SAMUEL SIMON, TELECOM RESEARCH & ACTION CENTER: They need to get $5 to $10 a month for every customer they have, and they're doing it by rate increases, the universal service charge, hidden fees and the like to get that minimum monthly amount.
YOUNG: Much of the price creep is hidden in confusing surcharges, including that government mandated universal service charge. It's supposed to ensure residents of rural America have adequate phone service at a non-exorbitant rate.
Regulators set a 6.8 percent universal service fee, but AT&T has just raised what it charges customers to 11.5 percent, up from 9.9, saying it's entitled to the difference for a variety of reasons. MCI is still at 9.9; so is Sprint.

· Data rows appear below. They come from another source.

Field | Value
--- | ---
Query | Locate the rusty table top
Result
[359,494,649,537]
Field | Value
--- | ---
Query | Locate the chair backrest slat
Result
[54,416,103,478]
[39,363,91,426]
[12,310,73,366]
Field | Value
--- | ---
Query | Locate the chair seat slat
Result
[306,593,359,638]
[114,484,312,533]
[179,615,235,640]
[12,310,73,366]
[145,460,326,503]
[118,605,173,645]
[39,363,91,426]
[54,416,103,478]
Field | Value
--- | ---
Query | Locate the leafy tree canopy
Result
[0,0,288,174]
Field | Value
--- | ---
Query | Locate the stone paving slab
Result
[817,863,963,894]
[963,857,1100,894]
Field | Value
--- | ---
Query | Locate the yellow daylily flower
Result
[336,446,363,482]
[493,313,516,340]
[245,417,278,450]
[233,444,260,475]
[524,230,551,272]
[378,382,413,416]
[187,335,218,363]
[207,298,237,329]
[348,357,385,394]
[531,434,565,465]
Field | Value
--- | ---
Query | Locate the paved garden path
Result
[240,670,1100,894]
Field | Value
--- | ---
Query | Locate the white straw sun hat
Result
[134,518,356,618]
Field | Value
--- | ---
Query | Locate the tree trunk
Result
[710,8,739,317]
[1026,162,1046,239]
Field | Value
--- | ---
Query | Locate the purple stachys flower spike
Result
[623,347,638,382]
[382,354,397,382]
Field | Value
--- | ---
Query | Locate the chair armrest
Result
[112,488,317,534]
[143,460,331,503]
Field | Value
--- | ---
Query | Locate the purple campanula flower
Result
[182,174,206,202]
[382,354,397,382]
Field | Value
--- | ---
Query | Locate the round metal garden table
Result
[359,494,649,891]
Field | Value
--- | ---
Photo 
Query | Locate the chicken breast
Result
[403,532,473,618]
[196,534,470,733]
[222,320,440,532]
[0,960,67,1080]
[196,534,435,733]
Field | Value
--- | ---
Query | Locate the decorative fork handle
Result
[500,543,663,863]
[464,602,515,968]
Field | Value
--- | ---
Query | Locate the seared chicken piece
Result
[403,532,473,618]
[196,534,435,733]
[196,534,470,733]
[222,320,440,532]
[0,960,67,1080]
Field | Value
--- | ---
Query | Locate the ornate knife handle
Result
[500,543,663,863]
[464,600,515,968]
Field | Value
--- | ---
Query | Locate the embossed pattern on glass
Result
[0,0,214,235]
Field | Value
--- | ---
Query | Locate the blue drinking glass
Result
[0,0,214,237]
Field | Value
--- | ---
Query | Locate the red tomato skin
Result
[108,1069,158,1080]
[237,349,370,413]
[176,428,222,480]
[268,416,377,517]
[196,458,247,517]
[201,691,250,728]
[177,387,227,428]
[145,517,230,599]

SCOTT CLELAND, CEO, THE PRECURSOR GROUP: What I would take away from AT&T doing this is it tells you that the long distance industry is under a lot of distress, because the shenanigans of increasing the universal service fee tells you that they are not as concerned about upsetting the regulators. That they're more concerned about collecting the revenue.
YOUNG: Customers who haven't chosen a price plan but are using a so-called basic long distance rate will be hardest hit. AT&T and MCI are hiking their basic rates about 17 percent. Sprint is doubling its Saturday rates to 20 cents a minute for some customers.
(on camera): Because of history, analysts say phone companies don't expect a major consumer revolt. After all, half the nation's long distance phone customers haven't bothered to switch companies in 20 years.
Steve Young, CNN Financial News, New York.